The secondary title of Seeds of Change was Five Plants that Transformed Mankind and these were Quinine, that allowed Europeans to dominate the Tropics; Sugar, that changed the Caribbean population from Red Arawaks and Caribs to White Masters and Black Slaves; Tea, that inter alia, led to the destruction of classical China through the use by traders of opium in exchange for tea; cotton, that, like sugar in the Caribbean, led to a slave-economy in the Southern United States; and finally, the Potato, which produced huge increases in the Irish population and, when disease struck the potato, famine followed as did the greening of some of the United States.

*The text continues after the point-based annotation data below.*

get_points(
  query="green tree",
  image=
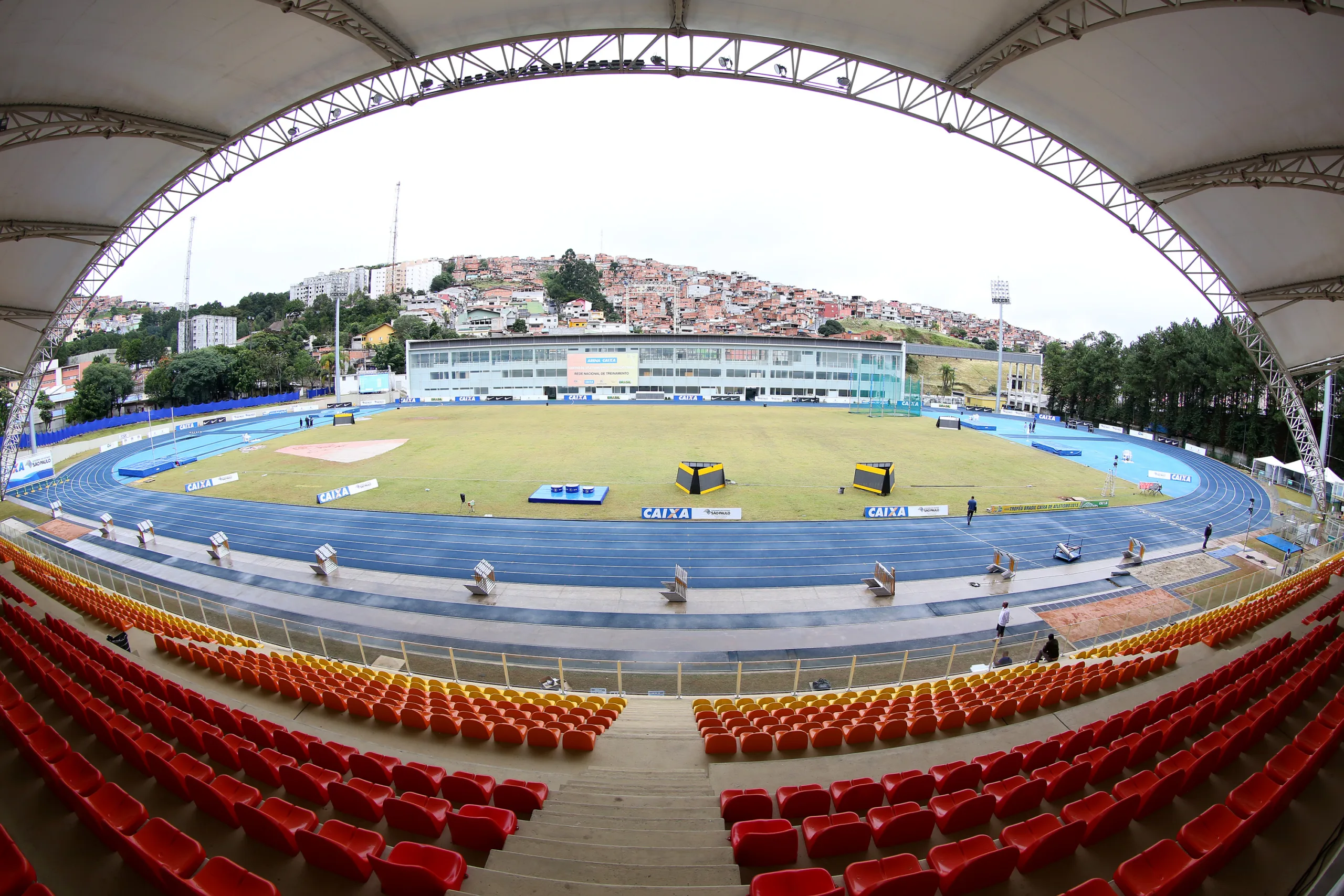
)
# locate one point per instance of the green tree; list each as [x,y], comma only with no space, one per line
[100,388]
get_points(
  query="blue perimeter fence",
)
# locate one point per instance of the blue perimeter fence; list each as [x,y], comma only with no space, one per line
[144,417]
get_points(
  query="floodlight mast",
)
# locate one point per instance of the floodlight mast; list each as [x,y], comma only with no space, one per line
[999,296]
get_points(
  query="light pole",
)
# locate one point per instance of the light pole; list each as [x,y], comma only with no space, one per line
[999,296]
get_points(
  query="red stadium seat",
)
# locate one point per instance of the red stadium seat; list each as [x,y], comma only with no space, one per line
[1163,870]
[736,805]
[463,787]
[416,870]
[838,835]
[899,824]
[963,809]
[795,882]
[909,786]
[764,841]
[481,827]
[417,813]
[275,824]
[897,875]
[803,801]
[971,864]
[1015,796]
[954,775]
[1153,792]
[857,796]
[417,777]
[526,797]
[221,796]
[342,849]
[1042,840]
[1102,813]
[361,798]
[373,766]
[1064,778]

The Seeds of Change Exposition in Washington in 1992 extended the story of transfer to the New World of Old World diseases and animals. There was also the Eastward move of some of the plants of the Americas to Europe, such as the tomato, without which it is hard to imagine modern Mediterranean cuisine. Despite efforts to be visitor-friendly, I thought the Exposition, that used, by agreement, my ideas and my title, lacked authority and integrity, largely because its guiding hands were not those of historians, but of anthropologists and of practitioners of other, even more modish disciplines, who had an agenda of their own, derived from the Washington of 1992, not that of Europe of 1492.
The Exposition spawned a large, illustrated book, also called Seeds of Change, with Herman J Viola as the author. All the other twenty-odd books with the same title stem from the Exposition.
My own, the original, Seeds of Change, went through many printings and has always remained available in London. A new edition has an extra chapter: Coca: how an Andean boon became a scourge on the streets, which tells the story of the Andean use of coca leaves and of the abuse of the modern concentrate, cocaine, which has harmed so many.